Exploring Spitsbergen, SvalbardDays 11 to 13
Rugged, wild and situated entirely within the Arctic Circle, the largest island of the Svalbard archipelago is unforgettable. From immense glaciers to lush tundra to polar deserts, the landscape here is as varied as the wildlife. As we explore the fjords of the southwestern corner of this magical island, it won’t take long for you to see firsthand why Spitsbergen is the “wildlife capital of the Arctic.” Some areas we hope to visit include Hornsund and Bellsund fjords and Hornbreen Glacier. The possible landing sites at Hornsund, the island’s most southerly fjord, have rich histories. You may visit Isbjornhamna, a bay at the entrance of the fjord, where we hope to explore colonies of delightful little auks. You may also spot Svalbard reindeer and hike to a viewpoint for views of calving glaciers. A 12-mile (20 km) long sound, Bellsund lured miners a century ago to its natural resources.
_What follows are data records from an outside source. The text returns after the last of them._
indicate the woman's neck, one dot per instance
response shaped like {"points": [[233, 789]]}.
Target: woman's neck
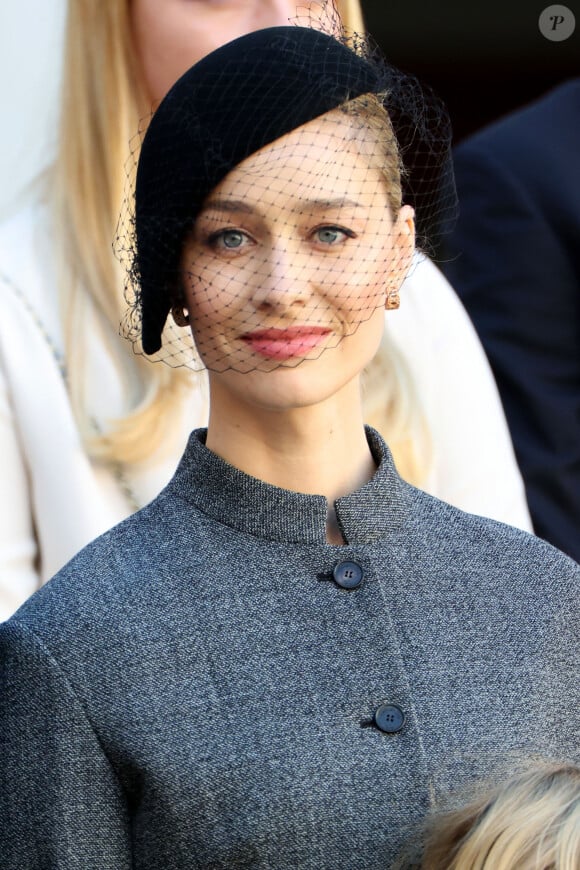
{"points": [[318, 450]]}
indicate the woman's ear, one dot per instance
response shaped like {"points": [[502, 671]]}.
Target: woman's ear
{"points": [[180, 315], [403, 233]]}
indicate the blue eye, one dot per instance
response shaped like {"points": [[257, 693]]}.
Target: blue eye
{"points": [[231, 238], [331, 235]]}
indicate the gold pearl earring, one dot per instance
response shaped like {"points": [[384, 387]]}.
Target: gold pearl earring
{"points": [[180, 315]]}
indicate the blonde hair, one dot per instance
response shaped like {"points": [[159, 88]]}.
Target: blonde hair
{"points": [[531, 822], [102, 98]]}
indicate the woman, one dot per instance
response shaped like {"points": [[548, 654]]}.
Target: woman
{"points": [[113, 426], [530, 822], [288, 655]]}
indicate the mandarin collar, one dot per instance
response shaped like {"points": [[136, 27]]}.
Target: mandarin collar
{"points": [[254, 507]]}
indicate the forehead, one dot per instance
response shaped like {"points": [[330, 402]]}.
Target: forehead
{"points": [[318, 160]]}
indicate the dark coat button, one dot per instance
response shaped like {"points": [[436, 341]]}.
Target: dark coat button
{"points": [[389, 718], [348, 575]]}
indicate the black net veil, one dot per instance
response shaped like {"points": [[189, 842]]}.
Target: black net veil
{"points": [[262, 211]]}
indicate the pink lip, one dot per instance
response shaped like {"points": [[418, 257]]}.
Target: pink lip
{"points": [[295, 341]]}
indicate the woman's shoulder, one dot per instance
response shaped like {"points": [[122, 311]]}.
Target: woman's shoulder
{"points": [[478, 546]]}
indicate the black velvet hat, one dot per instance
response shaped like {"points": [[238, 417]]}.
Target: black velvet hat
{"points": [[240, 98]]}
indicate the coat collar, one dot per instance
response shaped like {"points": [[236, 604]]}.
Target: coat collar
{"points": [[235, 499]]}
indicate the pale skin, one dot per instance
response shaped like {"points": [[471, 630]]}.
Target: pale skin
{"points": [[171, 35], [295, 237]]}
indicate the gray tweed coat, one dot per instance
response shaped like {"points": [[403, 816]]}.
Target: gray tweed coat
{"points": [[199, 688]]}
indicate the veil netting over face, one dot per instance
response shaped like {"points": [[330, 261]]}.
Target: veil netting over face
{"points": [[264, 212]]}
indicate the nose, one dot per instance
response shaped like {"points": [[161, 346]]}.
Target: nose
{"points": [[283, 282]]}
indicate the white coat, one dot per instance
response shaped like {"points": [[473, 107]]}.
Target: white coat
{"points": [[54, 499]]}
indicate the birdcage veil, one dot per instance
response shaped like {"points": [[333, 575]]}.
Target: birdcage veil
{"points": [[263, 208]]}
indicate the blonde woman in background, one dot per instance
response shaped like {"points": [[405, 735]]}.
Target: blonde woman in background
{"points": [[530, 822], [89, 431]]}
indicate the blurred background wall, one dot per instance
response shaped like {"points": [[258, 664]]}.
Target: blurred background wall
{"points": [[484, 57]]}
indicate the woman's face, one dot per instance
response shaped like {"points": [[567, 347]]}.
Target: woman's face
{"points": [[172, 35], [287, 267]]}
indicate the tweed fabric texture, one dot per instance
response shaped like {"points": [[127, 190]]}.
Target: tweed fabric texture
{"points": [[194, 691]]}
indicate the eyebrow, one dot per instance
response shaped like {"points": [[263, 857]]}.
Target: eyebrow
{"points": [[240, 205]]}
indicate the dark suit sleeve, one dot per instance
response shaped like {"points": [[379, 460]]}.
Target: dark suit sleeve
{"points": [[60, 802], [519, 284]]}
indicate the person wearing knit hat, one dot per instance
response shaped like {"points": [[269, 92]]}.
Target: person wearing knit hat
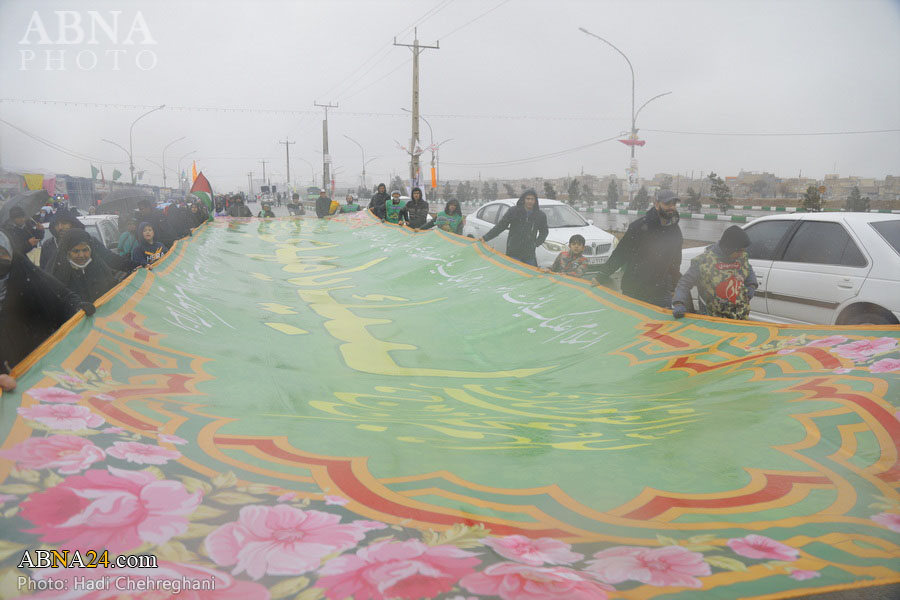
{"points": [[650, 253], [393, 208], [723, 276]]}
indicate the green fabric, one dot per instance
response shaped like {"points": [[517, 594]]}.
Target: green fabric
{"points": [[457, 397]]}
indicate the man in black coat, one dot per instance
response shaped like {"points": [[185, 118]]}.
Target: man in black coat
{"points": [[62, 222], [21, 233], [378, 200], [323, 204], [148, 214], [650, 252], [415, 214], [527, 228], [32, 306]]}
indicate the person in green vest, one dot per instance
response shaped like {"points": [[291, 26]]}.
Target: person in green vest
{"points": [[450, 219], [723, 276], [393, 207], [351, 205]]}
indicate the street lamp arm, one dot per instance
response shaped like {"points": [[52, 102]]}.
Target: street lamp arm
{"points": [[611, 45], [648, 102], [130, 143]]}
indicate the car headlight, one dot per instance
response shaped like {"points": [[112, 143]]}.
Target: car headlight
{"points": [[553, 246]]}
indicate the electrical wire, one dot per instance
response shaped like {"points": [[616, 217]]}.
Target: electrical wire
{"points": [[541, 157], [59, 148], [772, 134]]}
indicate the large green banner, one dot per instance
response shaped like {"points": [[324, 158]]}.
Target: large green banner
{"points": [[303, 408]]}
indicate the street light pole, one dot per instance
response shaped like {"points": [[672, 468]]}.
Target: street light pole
{"points": [[431, 137], [130, 144], [633, 113], [164, 157], [180, 182], [364, 157]]}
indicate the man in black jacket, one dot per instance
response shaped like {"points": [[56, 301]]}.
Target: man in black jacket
{"points": [[32, 305], [377, 202], [650, 251], [527, 228], [323, 204], [415, 214]]}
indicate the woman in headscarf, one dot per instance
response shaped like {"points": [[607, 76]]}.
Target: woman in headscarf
{"points": [[148, 250], [77, 269], [32, 306], [450, 219]]}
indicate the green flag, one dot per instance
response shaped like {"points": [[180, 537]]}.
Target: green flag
{"points": [[273, 393]]}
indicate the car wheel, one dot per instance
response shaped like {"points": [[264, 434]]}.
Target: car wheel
{"points": [[870, 318]]}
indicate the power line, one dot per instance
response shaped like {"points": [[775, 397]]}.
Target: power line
{"points": [[522, 161], [226, 109], [775, 134], [57, 147]]}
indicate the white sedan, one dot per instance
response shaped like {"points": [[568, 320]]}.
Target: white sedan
{"points": [[823, 268], [563, 222]]}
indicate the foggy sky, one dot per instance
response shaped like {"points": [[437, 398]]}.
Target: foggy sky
{"points": [[518, 82]]}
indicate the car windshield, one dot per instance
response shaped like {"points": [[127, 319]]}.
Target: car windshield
{"points": [[890, 231], [561, 215]]}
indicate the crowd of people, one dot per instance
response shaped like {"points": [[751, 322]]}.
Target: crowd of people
{"points": [[75, 269]]}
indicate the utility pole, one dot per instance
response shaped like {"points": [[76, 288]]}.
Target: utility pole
{"points": [[326, 158], [287, 153], [416, 50], [265, 182]]}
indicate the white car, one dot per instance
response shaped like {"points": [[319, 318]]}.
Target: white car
{"points": [[104, 228], [563, 222], [823, 268]]}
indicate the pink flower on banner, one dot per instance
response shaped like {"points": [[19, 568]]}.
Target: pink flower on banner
{"points": [[801, 575], [514, 581], [142, 454], [65, 417], [865, 349], [759, 546], [831, 340], [224, 586], [282, 540], [68, 453], [171, 439], [116, 510], [889, 520], [54, 395], [533, 552], [669, 565], [885, 365], [391, 569]]}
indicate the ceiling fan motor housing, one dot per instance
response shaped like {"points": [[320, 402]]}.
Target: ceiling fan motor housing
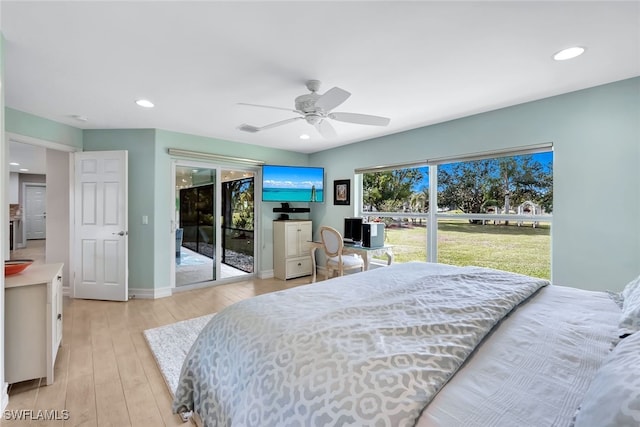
{"points": [[307, 102]]}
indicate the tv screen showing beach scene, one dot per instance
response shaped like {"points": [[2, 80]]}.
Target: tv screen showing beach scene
{"points": [[292, 184]]}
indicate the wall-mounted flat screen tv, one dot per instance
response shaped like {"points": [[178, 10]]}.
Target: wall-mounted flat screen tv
{"points": [[292, 184]]}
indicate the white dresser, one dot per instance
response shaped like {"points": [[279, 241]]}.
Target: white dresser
{"points": [[291, 248], [33, 322]]}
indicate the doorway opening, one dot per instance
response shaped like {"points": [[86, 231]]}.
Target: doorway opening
{"points": [[215, 223]]}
Today, visitors come to Bourbonhamna and Calypsobyen to see historic mining and trapper sites and marvel at the magnificent vistas. It may also be possible to hike along the colorful tundra, dotted with flowers bursting for a taste of sunshine, and discover old whale bones.
Disembark in Longyearbyen and Fly to OsloDay 14
The time has come to say farewell to your newfound friends and Expedition Team. After disembarking, spend the day exploring the frontier-style settlement of Longyearbyen or catch your homeward flights.